Publié le 23 janvier 2018 par Delromainzika @cabreakingnews

Downsizing // De Alexander Payne. Avec Matt Damon, Christopher Waltz et Michael Keaton.


L’idée de départ de Downsizing était assez amusante, mais le résultat est loin d’être excitant. La bande annonce vendait assez bien le film et toute la communication qui a découlé était elle aussi plutôt solide. Mais le film est mauvais. Très mauvais. Il dégorge de bons sentiments dégoulinants qui manquent cruellement de matière, de personnages mal exploités, bâclés ou ridicules et de situations qui ne mènent finalement pas à grand chose. Le point de départ de Downsizing est un film écologique mais je crois que Alexander Payne ne sait pas parler d’écologie et tente alors d’élaborer une comédie dramatique avec un propos derrière (notamment sur le méthane et la fonte des glaciers) mais c’est tout juste mal écrit. Et le film ne s’améliore jamais dans le bon sens, reposant sur tout un tas de trucs décevants qui n’ont pas spécialement de sens. Le film garde une bonne dynamique lors de sa première demi-heure avec le processus de changement et le fait que le héros se retrouve seul, sans sa femme. Puis Downsizing saute plusieurs fois dans le temps avec un résultat pour le moins déroutant qui n’a pas de grand intérêt. Cela n’aide pas l’histoire, cela ne fait que la faire reculer dans tous les sens alors que ce qui se passe pendant les ellipses temporelles aurait presque pu être plus intéressant que tout le reste.

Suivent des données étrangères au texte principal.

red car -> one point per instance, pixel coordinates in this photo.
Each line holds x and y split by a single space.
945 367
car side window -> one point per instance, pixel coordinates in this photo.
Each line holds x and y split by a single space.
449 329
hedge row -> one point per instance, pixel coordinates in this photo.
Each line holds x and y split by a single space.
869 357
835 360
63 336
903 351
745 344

Pour lutter contre la surpopulation, des scientifiques mettent au point un processus permettant de réduire les humains à une taille d’environ 12 cm : le "downsizing". Chacun réalise que réduire sa taille est surtout une bonne occasion d’augmenter de façon considérable son niveau de vie. Cette promesse d’un avenir meilleur décide Paul Safranek  et sa femme à abandonner le stress de leur quotidien à Omaha (Nebraska), pour se lancer dans une aventure qui changera leur vie pour toujours.

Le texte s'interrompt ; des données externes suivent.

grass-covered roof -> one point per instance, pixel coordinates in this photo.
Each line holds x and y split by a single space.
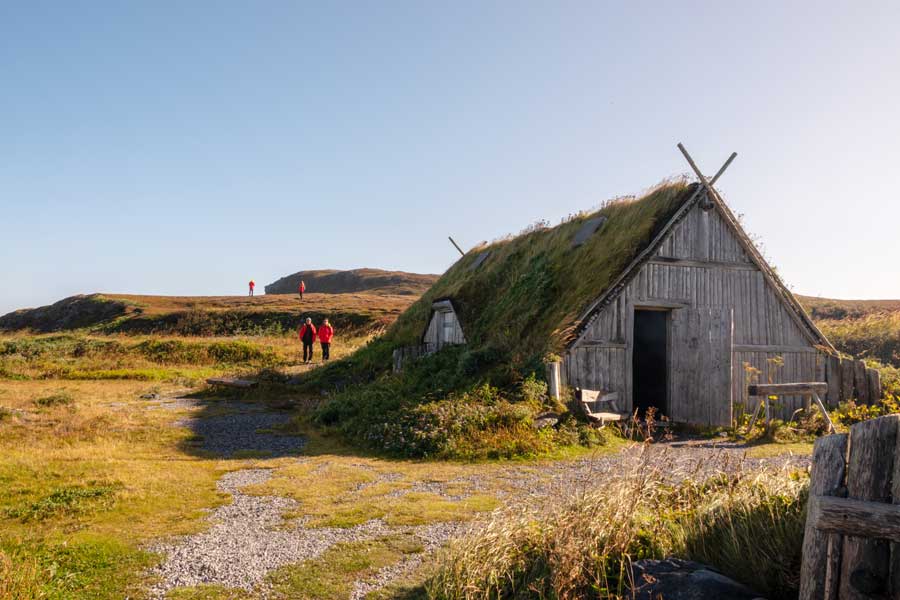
527 295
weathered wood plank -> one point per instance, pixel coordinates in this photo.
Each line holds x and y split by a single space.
786 389
702 264
865 562
874 377
821 551
773 348
860 381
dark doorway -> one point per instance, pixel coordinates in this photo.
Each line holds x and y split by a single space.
649 372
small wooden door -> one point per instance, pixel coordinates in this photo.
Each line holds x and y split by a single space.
700 366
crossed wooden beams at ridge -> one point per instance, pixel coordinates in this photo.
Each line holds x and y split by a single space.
707 184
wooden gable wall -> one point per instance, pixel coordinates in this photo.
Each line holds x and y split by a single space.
701 263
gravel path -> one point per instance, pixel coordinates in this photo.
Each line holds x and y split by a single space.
247 538
245 541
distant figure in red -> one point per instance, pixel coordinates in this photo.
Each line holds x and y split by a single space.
307 337
326 332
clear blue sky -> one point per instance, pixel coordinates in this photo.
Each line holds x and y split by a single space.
186 147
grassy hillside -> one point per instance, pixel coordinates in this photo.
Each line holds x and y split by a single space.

S’en suit alors tout un tas de moments où le héros erre au milieu d’un film qui n’est clairement pas fait pour lui, ou en tout cas qui ne l’aide pas spécialement non plus. Si par moment Downsizing peut être cocasse, notamment lors de toute l’opération de « downsizing », le reste manque toujours de caractère car cette comédie ne sait tout simplement pas se battre afin de nous délivrer quelque chose de bon ou de cohérent. Les rencontres s’enchaînent et tentent alors d’ajouter un peu de matière au propos. En vain. La relation entre Paul et son voisin Ducan ? Elle aurait pu être exploitée sous un autre angle et aurait pu être plus fun. La rencontre entre Paul et cette vietnamienne immigrée grâce à une boîte de télévision ? C’est trop plein de bons sentiments où l’on sent que le film cherche à tout prix à accabler le spectateur sur sa situation. La rencontre entre Paul et Jorgen le créateur du Downsizing ? Là aussi cela manque cruellement de l’effet que cela aurait réellement dû produire et le spectateur s’en retrouve alors dérouté de tels choix pour si peu de résultat. Des rencontres intéressantes il aurait pu en avoir, mais je suis forcé de constater que finalement Downsizing ne sait pas du tout ce qu’il fait et/ou ce qu’il voulait faire. En mélangeant un peu tous les propos, les genres et les aventures, Downsizing s’égare et ennui un spectateur près à s’endormir.

Note : 1/10. En bref, vous cherchiez un somnifère ? Je viens de vous trouver la solution : Downsizing.